Choice-of-Law Clauses. All of AT&T’s wireless service contracts contained a choice-of-law clause that required disputes arising from the contract to be decided under the law of the state in which the contract was made. After concluding that the clauses were enforceable, the Court then considered their effect on nationwide class certification. The Court recognized that there were significant differences in the contract law in the various states and, therefore, the plaintiffs could not show that common legal and factual issues would predominate over individual issues. The Court rejected the Court of Appeals’ suggestion that subclasses and master’s hearings could “sort out the morass” of addressing variations in state law. Finally, the Court concluded that a nationwide class action was not a superior method of adjudication since the sheer number of AT&T customers in each of the 50 states made statewide class actions a viable alternative.

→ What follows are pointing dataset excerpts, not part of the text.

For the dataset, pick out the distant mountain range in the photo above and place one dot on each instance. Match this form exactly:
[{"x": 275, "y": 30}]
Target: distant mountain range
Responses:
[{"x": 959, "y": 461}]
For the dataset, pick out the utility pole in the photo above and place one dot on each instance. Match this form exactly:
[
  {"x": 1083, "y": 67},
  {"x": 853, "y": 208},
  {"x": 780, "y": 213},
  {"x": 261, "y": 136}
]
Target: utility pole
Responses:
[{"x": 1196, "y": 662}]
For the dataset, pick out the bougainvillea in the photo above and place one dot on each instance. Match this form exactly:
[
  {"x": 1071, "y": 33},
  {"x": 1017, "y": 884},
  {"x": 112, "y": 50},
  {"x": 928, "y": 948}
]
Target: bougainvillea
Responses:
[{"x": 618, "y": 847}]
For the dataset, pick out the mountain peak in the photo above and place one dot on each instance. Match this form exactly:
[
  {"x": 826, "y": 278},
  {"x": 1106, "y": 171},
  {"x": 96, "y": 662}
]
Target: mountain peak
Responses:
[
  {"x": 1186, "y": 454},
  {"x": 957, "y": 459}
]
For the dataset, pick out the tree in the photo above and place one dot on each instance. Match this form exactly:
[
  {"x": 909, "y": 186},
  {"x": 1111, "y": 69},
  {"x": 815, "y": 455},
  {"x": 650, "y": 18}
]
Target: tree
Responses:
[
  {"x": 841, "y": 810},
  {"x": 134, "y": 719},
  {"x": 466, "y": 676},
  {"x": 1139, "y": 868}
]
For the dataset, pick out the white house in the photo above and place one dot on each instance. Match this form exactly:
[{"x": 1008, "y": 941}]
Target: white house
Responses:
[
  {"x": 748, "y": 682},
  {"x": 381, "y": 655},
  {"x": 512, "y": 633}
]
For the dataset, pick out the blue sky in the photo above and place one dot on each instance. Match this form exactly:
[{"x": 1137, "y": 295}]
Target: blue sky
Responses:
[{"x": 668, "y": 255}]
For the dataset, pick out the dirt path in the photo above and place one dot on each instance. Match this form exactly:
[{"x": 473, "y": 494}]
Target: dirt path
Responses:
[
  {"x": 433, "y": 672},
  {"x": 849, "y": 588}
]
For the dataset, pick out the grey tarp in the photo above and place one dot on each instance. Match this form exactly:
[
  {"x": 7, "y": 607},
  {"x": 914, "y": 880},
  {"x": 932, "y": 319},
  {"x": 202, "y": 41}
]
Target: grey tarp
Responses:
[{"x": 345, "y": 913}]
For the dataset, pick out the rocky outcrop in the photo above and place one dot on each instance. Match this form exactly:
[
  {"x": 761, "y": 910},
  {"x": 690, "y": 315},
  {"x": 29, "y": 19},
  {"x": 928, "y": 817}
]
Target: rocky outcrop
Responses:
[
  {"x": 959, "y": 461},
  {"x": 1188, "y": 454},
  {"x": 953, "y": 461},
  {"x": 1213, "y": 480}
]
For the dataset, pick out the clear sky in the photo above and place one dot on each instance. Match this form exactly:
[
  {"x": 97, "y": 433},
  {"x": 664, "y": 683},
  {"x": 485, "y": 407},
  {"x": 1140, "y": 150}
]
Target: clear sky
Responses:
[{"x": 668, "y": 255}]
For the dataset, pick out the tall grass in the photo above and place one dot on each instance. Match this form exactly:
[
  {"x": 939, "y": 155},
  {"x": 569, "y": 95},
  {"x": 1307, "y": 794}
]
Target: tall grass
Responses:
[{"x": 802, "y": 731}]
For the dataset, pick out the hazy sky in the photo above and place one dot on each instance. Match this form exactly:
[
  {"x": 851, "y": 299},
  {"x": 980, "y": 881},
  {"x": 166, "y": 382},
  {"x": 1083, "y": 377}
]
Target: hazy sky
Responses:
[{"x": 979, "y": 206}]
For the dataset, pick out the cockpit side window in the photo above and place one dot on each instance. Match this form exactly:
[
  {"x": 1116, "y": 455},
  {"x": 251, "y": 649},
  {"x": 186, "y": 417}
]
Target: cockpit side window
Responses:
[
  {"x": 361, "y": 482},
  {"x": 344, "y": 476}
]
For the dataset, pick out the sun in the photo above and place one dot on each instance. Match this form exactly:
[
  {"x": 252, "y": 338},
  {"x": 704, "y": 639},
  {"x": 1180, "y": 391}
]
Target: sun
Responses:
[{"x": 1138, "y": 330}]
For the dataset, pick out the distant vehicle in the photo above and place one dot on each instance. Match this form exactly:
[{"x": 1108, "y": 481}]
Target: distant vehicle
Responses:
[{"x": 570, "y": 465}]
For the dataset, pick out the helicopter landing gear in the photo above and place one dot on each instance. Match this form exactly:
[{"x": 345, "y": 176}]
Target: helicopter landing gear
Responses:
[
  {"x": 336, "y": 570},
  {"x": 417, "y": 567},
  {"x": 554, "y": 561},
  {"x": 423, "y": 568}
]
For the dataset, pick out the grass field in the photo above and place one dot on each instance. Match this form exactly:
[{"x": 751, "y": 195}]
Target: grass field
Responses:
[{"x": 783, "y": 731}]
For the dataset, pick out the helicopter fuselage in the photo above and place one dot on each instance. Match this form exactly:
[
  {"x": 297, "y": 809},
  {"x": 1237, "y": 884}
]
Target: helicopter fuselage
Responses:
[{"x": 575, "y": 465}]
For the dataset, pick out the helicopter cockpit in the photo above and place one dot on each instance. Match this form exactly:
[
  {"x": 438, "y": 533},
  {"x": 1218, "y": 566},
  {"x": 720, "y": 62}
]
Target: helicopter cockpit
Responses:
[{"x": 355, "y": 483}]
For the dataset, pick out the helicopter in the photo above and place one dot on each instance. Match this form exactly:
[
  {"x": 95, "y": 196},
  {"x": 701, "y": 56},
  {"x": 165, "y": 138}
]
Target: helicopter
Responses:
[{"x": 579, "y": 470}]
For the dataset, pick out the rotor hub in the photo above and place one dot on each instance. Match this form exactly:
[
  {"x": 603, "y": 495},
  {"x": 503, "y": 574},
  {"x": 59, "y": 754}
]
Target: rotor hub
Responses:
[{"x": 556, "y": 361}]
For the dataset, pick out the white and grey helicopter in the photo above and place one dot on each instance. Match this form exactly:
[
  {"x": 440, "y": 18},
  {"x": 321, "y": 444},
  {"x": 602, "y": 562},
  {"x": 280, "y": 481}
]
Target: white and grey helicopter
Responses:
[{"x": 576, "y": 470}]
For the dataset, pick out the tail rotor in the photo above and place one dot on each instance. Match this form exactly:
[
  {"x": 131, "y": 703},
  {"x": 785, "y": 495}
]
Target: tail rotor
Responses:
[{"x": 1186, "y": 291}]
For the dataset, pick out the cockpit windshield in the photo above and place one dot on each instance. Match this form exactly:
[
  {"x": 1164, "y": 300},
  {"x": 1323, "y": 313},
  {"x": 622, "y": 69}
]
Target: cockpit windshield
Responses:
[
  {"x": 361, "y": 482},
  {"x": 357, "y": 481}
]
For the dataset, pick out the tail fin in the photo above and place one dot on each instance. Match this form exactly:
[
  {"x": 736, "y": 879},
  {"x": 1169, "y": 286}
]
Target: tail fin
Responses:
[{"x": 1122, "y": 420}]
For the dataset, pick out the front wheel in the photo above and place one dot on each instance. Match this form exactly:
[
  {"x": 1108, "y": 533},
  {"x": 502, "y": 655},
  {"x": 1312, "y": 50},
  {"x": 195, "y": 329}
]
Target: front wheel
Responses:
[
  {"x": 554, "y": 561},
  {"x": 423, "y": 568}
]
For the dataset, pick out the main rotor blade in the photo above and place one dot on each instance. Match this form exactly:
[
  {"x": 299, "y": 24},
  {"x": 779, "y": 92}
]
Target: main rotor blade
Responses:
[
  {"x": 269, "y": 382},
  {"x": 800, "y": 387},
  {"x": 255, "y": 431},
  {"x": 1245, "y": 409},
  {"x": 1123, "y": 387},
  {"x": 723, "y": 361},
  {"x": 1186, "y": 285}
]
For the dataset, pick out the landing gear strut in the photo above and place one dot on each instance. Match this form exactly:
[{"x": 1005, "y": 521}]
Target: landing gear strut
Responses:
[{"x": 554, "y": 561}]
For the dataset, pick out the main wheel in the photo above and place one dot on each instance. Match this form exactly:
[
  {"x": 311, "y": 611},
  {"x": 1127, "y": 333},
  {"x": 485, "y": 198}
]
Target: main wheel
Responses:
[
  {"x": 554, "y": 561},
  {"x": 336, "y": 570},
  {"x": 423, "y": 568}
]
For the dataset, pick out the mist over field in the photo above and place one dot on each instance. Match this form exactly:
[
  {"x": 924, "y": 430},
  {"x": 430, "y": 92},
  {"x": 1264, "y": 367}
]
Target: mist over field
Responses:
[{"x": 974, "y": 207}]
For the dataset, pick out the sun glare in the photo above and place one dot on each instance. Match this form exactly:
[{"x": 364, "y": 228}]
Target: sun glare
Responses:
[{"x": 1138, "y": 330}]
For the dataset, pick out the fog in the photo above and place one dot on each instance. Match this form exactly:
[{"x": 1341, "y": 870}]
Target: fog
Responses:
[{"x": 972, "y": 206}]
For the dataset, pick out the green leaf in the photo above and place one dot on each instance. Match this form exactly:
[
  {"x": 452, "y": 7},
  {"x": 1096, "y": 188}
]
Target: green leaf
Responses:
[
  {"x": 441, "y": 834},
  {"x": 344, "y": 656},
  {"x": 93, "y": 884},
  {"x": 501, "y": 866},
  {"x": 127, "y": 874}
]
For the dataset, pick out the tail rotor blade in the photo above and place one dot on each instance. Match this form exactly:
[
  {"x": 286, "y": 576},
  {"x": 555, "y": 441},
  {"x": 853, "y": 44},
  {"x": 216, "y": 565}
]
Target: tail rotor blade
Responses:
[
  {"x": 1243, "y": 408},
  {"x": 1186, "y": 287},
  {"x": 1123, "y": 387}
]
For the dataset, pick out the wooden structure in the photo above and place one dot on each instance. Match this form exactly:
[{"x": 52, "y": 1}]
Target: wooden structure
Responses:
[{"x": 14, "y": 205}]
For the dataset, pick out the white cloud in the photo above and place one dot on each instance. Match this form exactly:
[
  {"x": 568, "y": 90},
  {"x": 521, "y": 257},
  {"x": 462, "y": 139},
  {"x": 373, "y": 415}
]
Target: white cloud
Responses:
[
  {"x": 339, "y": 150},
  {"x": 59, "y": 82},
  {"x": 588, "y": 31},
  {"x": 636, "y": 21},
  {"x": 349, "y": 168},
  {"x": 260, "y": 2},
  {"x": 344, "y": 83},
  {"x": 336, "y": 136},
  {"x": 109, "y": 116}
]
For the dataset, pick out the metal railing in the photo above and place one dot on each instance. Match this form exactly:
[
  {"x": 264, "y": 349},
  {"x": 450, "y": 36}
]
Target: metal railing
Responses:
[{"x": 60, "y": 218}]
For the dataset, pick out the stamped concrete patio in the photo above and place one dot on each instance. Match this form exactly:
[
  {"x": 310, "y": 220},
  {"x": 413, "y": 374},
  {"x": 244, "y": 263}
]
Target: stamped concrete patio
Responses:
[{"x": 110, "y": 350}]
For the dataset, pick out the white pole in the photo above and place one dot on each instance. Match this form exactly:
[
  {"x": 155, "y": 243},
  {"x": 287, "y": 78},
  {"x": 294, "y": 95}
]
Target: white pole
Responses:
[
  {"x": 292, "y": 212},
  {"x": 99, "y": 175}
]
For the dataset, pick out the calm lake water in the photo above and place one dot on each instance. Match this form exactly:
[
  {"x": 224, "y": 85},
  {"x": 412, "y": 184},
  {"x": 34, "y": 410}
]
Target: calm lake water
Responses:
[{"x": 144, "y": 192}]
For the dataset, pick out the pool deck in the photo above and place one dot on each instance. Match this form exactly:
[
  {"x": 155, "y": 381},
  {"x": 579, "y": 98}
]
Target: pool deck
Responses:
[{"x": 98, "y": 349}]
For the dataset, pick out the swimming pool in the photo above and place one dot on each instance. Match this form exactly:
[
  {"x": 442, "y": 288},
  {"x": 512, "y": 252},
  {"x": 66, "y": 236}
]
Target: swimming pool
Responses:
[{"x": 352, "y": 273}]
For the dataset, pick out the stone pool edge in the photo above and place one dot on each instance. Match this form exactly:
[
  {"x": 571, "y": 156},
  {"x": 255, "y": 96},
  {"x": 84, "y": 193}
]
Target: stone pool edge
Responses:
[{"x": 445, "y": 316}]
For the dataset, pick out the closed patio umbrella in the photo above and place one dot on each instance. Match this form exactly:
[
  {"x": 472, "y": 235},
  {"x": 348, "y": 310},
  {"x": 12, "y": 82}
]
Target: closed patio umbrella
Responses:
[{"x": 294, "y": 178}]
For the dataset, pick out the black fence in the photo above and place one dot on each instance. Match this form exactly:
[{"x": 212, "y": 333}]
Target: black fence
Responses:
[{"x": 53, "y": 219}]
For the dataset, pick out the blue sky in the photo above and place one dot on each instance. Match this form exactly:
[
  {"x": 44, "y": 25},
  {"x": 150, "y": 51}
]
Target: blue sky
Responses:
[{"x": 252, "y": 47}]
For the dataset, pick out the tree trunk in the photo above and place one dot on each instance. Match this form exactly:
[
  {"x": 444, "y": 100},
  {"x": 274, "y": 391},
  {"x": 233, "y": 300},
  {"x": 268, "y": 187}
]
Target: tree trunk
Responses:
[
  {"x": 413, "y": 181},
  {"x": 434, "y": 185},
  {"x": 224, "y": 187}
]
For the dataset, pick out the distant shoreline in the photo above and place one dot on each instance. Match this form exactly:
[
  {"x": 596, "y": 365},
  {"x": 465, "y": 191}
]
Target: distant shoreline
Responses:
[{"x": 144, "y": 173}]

Extra-Territorial Reach of the CPA. The Court then considered whether the CPA could be enforced by non-residents for acts occurring outside of Washington. With emphasis on the statute’s limitation that it apply only to trade or commerce “affecting the people of the state of Washington,” the Court ruled that a plaintiff must show that the unfair or deceptive act affected residents of Washington. Thus, despite the fact that AT&T is headquartered in Washington, the Court concluded that the CPA would not apply to conduct affecting the citizens of another state. Indeed, the Court suggested, although it limited its holding to the particular facts of the case, that only Washington residents would have standing to bring an action under the CPA.

Statewide Certification of CPA Claims. Lastly, the Court considered whether class certification was proper for Washington-only CPA plaintiffs. The Court began by noting that its prior precedents required CPA plaintiffs to prove that the unfair or deceptive act was a “but for” cause of their injuries, and that causation could be established in the absence of reliance. Nevertheless, the Court suggested that a showing of individual reliance will almost always be necessary in misrepresentation cases, making class certification inappropriate. In the words of the dissent, the majority’s causation analysis “creates an individual issue that will predominate over the class issues … in every CPA misrepresentation class action in the future.” The Court was careful to note, however, that in an omission case, proof of causality could be shown on a generalized basis without individual reliance. The Court remanded the case to the trial court to consider statewide certification under these standards.

In summary, the Schnall decision is favorable to companies subject to class action litigation in Washington courts. The decision will make it much more difficult for plaintiffs to bring nationwide class action suits generally, and impossible to do so under the CPA. Just as significant, the decision deals a major blow to plaintiffs seeking statewide class certification in CPA cases as well, at least where the unfair or deceptive act is an affirmative misrepresentation. As a consequence, it seems likely that would-be class action plaintiffs will increasingly characterize their CPA claims as omissions, rather than misrepresentations, in order to avoid proof of individual reliance and increase the prospect of certification.